Jérôme Leroy risque alors un coup d’œil à une autre porte, avant de nous faire signe d’entrer… L’endroit est vide : il n’y a à l’évidence aucun enregistrement prévu aujourd’hui dans ce mythique Studio Two qui a vu défiler nombres de groupes et a assis définitivement auprès du grand public la réputation d’excellence artistique d’Abbey Road. Posé là, esseulé dans un coin de la salle, le fameux piano dit « Lady Madonna » semble trôner comme un emblème incontestable… Nous ne restons que quelques instants, et Jérôme Leroy nous convie bientôt à le suivre pour gagner l’endroit d’où nous pourrons, dans un premier temps, assister au travail de l’orchestre.
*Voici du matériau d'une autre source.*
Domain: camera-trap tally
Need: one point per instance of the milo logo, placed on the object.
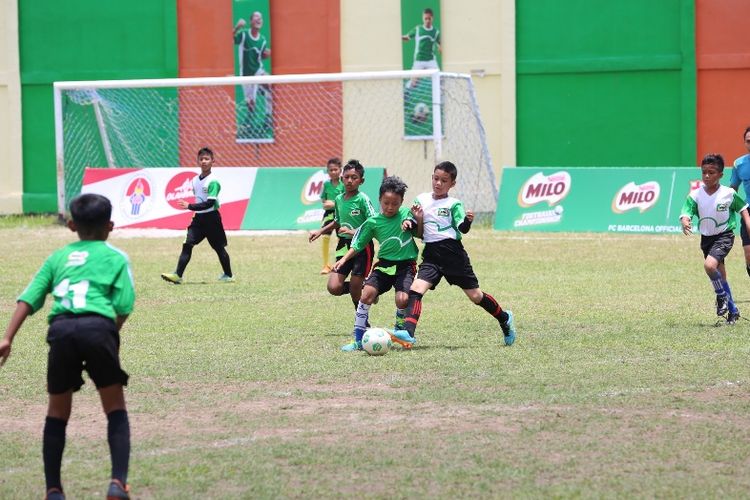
(313, 188)
(550, 188)
(179, 187)
(632, 195)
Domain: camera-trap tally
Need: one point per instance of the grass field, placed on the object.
(619, 385)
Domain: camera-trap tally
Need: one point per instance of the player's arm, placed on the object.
(23, 311)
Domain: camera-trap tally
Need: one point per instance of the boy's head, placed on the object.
(90, 216)
(392, 192)
(333, 167)
(353, 176)
(443, 179)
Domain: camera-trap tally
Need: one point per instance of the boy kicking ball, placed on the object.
(92, 287)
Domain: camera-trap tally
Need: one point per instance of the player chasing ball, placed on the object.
(92, 287)
(716, 207)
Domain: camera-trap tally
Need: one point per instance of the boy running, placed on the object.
(715, 206)
(351, 209)
(92, 286)
(206, 223)
(397, 255)
(443, 221)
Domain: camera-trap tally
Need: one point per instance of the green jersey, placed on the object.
(250, 52)
(352, 212)
(330, 192)
(85, 277)
(395, 244)
(425, 41)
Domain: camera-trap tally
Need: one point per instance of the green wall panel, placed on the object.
(605, 83)
(82, 40)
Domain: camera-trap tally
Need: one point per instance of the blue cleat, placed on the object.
(509, 329)
(352, 346)
(402, 338)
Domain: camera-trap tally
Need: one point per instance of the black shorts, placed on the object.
(447, 259)
(389, 274)
(360, 264)
(718, 245)
(208, 226)
(83, 342)
(743, 233)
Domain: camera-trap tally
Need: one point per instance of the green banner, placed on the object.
(619, 200)
(289, 198)
(252, 57)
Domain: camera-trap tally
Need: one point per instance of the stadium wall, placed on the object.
(11, 188)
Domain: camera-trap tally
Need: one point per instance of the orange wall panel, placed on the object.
(723, 66)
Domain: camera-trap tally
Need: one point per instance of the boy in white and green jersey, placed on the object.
(92, 286)
(351, 209)
(206, 222)
(393, 227)
(443, 220)
(716, 207)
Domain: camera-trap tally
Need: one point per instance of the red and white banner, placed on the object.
(147, 197)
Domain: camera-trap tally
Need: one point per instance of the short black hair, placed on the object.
(714, 159)
(447, 167)
(91, 211)
(205, 151)
(393, 184)
(356, 166)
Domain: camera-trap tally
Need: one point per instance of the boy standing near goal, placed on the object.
(331, 189)
(444, 220)
(716, 207)
(206, 223)
(92, 286)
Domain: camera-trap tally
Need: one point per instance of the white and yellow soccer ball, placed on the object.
(376, 341)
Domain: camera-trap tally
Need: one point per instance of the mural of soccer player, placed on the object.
(253, 49)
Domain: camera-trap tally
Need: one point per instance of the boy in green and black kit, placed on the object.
(92, 286)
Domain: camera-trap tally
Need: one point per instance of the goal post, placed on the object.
(383, 119)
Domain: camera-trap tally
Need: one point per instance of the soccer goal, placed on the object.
(404, 121)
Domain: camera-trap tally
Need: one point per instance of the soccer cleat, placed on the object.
(402, 338)
(54, 494)
(117, 490)
(722, 304)
(352, 346)
(509, 329)
(733, 317)
(171, 277)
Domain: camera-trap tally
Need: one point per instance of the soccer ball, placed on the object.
(376, 341)
(421, 112)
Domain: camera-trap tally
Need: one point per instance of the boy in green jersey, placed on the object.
(206, 223)
(92, 286)
(331, 189)
(716, 207)
(351, 209)
(393, 227)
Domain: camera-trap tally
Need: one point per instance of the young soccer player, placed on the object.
(206, 223)
(716, 207)
(331, 189)
(92, 286)
(443, 222)
(741, 175)
(393, 227)
(351, 209)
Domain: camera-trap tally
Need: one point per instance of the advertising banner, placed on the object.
(617, 200)
(250, 197)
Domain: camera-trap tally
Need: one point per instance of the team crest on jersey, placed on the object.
(137, 199)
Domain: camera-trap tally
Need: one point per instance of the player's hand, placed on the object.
(4, 351)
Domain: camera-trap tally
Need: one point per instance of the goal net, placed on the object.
(404, 121)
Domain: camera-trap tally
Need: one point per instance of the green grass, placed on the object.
(619, 385)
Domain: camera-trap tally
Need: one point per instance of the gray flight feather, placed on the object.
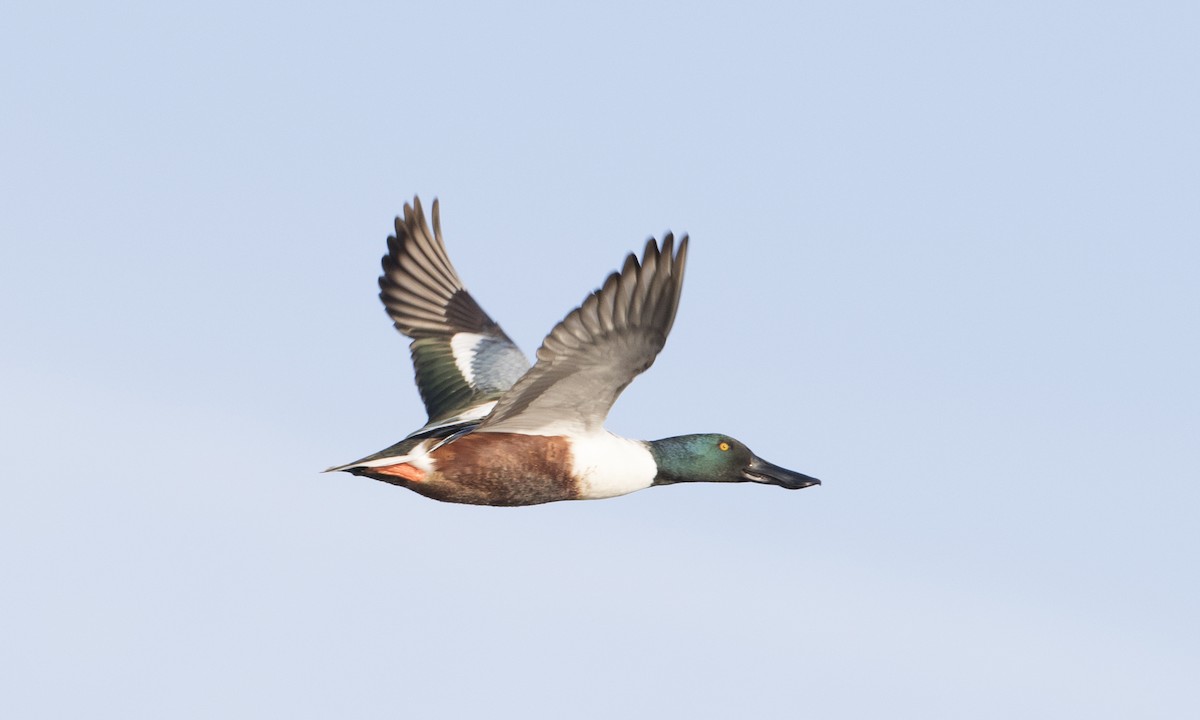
(427, 303)
(598, 349)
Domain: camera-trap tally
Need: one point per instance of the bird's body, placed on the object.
(504, 433)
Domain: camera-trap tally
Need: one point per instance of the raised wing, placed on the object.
(462, 358)
(598, 349)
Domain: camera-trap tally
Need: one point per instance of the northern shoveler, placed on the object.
(504, 433)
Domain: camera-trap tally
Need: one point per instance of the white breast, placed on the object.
(607, 466)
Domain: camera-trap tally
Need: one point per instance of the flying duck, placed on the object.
(501, 432)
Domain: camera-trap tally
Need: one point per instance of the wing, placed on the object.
(598, 349)
(462, 358)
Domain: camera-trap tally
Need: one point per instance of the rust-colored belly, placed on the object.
(493, 469)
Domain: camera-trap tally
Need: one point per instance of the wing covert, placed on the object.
(462, 358)
(598, 349)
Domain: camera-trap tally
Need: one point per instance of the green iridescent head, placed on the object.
(714, 457)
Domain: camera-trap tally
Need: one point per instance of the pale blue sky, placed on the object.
(945, 257)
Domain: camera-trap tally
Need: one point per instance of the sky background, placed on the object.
(945, 257)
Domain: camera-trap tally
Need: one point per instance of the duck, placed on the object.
(504, 432)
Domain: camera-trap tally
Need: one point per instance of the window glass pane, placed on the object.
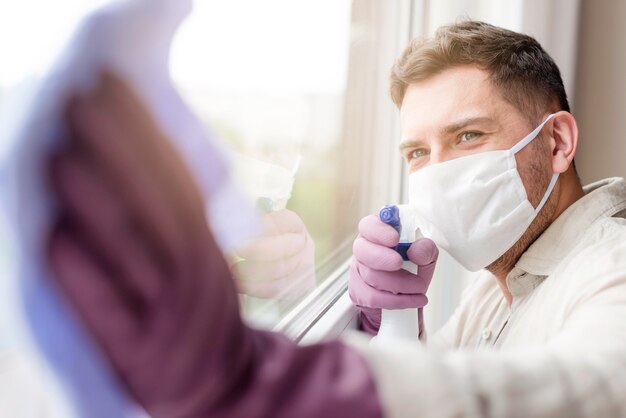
(270, 79)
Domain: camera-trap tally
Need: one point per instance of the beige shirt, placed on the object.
(558, 351)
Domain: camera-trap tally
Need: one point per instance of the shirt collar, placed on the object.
(602, 199)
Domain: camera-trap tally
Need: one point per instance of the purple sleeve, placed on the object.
(283, 380)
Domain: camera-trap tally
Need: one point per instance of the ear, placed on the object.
(563, 141)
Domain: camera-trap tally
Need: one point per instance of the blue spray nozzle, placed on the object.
(391, 216)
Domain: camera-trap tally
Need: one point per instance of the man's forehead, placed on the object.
(451, 97)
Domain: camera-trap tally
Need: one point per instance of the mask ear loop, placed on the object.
(548, 192)
(528, 138)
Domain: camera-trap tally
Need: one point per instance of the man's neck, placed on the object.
(570, 191)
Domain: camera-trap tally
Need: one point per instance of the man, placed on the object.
(162, 305)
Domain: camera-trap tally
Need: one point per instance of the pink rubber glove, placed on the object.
(280, 263)
(377, 280)
(132, 253)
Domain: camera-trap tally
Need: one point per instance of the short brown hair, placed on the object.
(518, 66)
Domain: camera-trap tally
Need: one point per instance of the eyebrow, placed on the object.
(458, 125)
(449, 129)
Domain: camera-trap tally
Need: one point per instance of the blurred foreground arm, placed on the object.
(132, 252)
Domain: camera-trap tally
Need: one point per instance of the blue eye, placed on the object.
(416, 154)
(469, 136)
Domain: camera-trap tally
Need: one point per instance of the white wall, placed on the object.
(600, 104)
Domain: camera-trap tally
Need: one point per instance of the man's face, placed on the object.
(458, 113)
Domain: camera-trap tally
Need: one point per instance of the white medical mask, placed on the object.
(475, 207)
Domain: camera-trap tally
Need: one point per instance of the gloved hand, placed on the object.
(133, 254)
(280, 263)
(377, 280)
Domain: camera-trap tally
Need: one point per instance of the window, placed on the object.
(298, 93)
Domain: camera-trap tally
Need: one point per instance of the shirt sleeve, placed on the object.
(581, 372)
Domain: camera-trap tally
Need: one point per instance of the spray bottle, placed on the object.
(400, 323)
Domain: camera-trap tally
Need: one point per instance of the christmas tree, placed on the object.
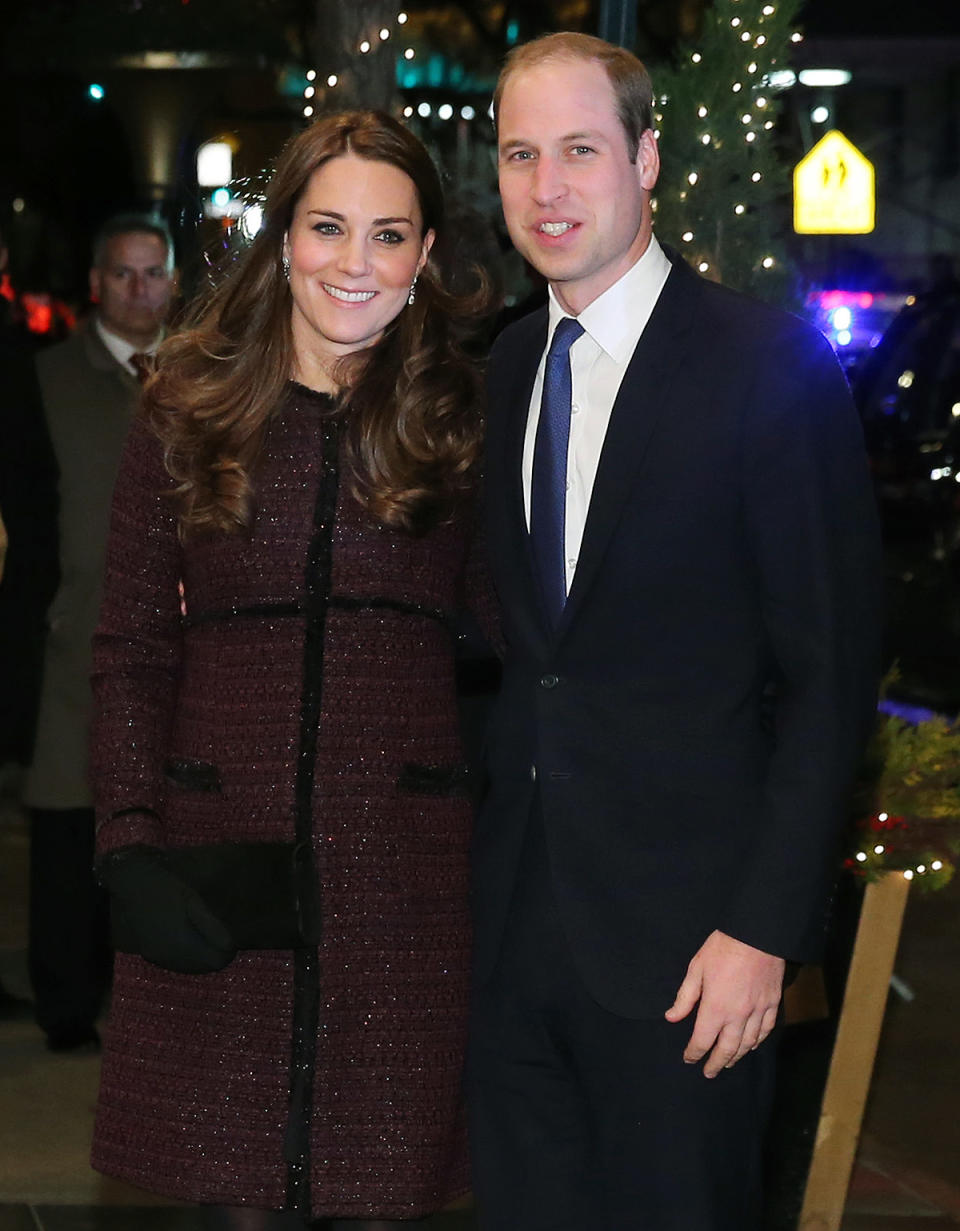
(724, 185)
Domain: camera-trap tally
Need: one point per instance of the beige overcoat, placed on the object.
(89, 401)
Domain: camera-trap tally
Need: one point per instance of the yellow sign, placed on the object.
(833, 190)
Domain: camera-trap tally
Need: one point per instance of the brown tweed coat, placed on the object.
(347, 735)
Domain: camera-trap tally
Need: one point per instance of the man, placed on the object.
(683, 541)
(90, 385)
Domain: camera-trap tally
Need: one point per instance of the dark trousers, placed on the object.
(582, 1120)
(69, 936)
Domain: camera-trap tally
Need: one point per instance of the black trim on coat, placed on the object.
(305, 984)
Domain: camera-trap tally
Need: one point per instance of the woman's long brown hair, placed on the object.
(410, 404)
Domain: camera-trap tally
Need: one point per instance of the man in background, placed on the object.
(90, 388)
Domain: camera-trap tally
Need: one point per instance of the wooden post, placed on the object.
(852, 1064)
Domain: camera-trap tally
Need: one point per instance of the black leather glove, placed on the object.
(159, 916)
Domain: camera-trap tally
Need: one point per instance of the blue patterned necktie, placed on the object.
(548, 485)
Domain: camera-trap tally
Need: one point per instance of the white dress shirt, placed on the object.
(122, 350)
(598, 360)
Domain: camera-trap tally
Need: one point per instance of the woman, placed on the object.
(273, 665)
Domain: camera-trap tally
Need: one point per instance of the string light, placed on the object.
(363, 48)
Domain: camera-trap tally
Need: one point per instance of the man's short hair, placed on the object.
(132, 224)
(628, 76)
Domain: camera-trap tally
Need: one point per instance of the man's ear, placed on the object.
(648, 160)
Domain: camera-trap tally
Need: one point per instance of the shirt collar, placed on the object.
(616, 319)
(120, 348)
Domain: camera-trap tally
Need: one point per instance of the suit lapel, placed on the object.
(643, 400)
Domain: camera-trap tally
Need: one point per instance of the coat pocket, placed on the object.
(188, 774)
(441, 781)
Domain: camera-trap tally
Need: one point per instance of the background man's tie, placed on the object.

Après avoir traversé l’un des couloirs principaux parés d’affiches de films portant signatures et dédicaces aux lieux de la part de différents compositeurs, nous entrons dans une petit local technique avant de gagner l’étage supérieur situé au-dessus de la salle de contrôle. Nous parvenons ainsi à une sorte de lounge plutôt encombré qui, par un sas insonorisé, permet d’accéder au balcon surplombant l’orchestre, directement à l’intérieur du gigantesque studio. Nous y prenons place tandis que les musiciens finissent, eux, de s’installer. Peu après, alors que nos montres indiquent à peu de choses près dix heures du matin, ils paraissent prêts.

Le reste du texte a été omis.